Research output: Chapter in Book/Report/Conference proceedingChapter

Abstract

In 2004, the identification of pathogenic variants in the LRRK2 gene across several families with autosomal dominant late-onset Parkinson's disease (PD) revolutionized our understanding of the role of genetics in PD. Previous beliefs that genetics in PD was limited to rare early-onset or familial forms of the disease were quickly dispelled. Currently, we recognize LRRK2 p.G2019S as the most common genetic cause of both sporadic and familial PD, with more than 100,000 affected carriers across the globe. The frequency of LRRK2 p.G2019S is also highly variable across populations, with some regions of Asian or Latin America reporting close to 0%, contrasting to Ashkenazi Jews or North African Berbers reporting up to 13% and 40%, respectively.

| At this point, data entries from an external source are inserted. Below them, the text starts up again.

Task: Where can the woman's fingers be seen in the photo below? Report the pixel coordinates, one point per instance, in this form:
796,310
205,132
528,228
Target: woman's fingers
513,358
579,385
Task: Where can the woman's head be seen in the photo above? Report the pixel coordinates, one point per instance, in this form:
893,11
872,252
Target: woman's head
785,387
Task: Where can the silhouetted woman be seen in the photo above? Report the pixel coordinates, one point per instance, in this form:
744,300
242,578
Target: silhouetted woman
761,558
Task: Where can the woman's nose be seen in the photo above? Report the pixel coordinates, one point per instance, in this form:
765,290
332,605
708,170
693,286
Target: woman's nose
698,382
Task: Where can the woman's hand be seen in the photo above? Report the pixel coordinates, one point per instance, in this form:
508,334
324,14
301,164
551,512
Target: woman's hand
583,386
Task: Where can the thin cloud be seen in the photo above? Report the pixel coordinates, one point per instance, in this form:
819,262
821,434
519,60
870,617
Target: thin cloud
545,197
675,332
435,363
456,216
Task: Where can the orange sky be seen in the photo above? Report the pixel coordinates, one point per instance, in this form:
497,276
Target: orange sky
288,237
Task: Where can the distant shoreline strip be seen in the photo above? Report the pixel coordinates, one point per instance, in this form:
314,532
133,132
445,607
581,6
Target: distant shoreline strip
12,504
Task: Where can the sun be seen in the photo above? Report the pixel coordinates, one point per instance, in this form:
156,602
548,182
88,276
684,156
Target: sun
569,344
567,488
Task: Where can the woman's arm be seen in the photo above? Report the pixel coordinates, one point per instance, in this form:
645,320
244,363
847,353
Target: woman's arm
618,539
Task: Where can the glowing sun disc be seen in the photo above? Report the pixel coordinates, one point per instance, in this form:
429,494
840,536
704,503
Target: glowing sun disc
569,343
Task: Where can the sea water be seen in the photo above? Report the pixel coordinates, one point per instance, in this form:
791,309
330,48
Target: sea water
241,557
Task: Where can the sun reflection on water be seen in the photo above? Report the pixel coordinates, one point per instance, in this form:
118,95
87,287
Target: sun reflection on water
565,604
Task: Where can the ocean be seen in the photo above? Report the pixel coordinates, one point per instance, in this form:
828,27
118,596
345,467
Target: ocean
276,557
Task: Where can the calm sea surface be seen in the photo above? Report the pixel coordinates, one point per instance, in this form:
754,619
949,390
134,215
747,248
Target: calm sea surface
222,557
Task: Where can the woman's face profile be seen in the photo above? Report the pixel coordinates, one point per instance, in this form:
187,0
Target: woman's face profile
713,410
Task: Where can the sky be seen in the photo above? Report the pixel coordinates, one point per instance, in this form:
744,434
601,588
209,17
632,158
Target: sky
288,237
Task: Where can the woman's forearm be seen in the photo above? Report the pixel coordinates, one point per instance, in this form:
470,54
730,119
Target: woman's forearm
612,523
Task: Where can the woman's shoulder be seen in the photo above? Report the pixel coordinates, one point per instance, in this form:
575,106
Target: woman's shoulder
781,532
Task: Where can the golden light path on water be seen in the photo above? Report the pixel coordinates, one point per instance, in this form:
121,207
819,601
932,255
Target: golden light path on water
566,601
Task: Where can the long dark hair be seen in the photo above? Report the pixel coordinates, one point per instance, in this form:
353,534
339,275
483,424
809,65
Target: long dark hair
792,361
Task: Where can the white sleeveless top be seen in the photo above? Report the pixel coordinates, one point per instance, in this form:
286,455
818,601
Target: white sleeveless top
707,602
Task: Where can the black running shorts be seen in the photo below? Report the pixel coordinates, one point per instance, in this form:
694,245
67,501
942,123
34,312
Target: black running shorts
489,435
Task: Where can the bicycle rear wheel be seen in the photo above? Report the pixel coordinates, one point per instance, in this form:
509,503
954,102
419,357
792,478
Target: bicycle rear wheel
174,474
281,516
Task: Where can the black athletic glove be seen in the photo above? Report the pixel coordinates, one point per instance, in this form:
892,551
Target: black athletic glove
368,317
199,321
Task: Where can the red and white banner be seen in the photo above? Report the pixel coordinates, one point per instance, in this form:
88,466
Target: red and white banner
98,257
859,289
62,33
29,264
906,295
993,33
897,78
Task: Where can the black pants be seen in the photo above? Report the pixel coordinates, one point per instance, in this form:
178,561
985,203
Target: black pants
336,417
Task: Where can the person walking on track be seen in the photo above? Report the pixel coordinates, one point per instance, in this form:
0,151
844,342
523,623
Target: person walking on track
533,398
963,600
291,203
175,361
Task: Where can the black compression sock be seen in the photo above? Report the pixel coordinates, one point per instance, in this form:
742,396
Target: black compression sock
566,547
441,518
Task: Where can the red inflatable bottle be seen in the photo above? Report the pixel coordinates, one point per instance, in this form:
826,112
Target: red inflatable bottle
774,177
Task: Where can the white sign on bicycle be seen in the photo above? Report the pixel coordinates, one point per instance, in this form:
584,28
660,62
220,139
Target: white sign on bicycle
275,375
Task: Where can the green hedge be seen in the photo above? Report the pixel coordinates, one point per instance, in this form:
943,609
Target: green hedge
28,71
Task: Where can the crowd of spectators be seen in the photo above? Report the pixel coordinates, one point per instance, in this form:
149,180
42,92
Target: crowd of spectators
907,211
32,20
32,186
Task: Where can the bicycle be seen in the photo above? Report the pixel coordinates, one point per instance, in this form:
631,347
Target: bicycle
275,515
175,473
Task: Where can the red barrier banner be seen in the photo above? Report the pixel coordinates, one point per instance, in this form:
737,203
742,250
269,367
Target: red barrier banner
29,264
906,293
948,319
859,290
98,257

Patients with LRRK2 pathogenic variants are clinically and pathologically heterogeneous, highlighting the age-related variable penetrance that also characterizes LRRK2-related disease. Indeed, the majority of patients with LRRK2-related disease are characterized by a relatively mild Parkinsonism with less motor symptoms with variable presence of α-synuclein and/or tau aggregates, with pathologic pleomorphism widely described. At a functional cellular level, it is likely that pathogenic variants mediate a toxic gain-of-function of the LRRK2 protein resulting in increased kinase activity perhaps in a cell-specific manner; by contrast, some LRRK2 variants appear to be protective reducing PD risk by decreasing the kinase activity.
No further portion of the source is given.